Recommended hashing functions for specific scenarios

  • Argon2id or scrypt for passwords, IAK letters, and secret questions
  • SHA-256 for OAuth, OIDC, and matrix cards
  •  
    Notice

    Matrix cards typically have low entropy. The inversion of a specific value is feasible - independent of the hashing algorithm. For this reason a service provider has to lock all matrix cards if the hashed values are stolen. Since matrix cards are not reused for other services there is no benefit in inverting and publishing the whole database of secrets.

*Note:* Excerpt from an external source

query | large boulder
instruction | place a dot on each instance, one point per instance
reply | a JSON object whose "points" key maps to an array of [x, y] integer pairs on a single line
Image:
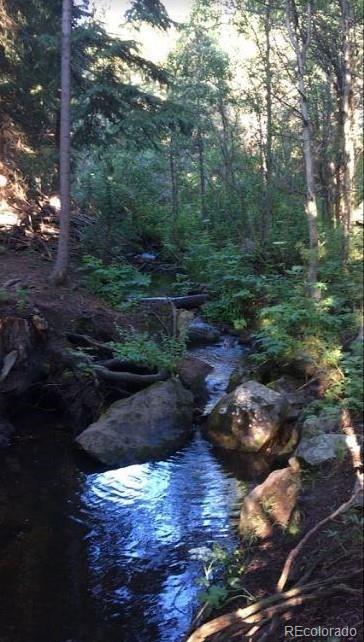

Migrating to another hash function

The Legacy Hash Functions feature supports migrations from one password-hashing algorithm to another. When an end-user logs in, IAM first verifies the password using the currently configured hash function (in the Hash function plugin). If that check fails, IAM tries each algorithm listed under Legacy Hash Functions until one succeeds. The password is than rehashed using the current hash function, effectively migrating it to the stronger configuration.

 
Functional limitation

Note that it is not possible to use the Legacy Hash Functions feature to migrate existing Argon2id password hashes to Argon2id hashes with other/stronger parameters (e.g., bigger memory size, more iterations, or more lanes). This is because Argon2id hashes are stored in PHC format, which embeds all parameters needed for verification. Since verification always succeeds, regardless of parameter strength, the migration mechanism is never triggered.

However, end-users can still log in with their existing (weaker) Argon2id-hashed password.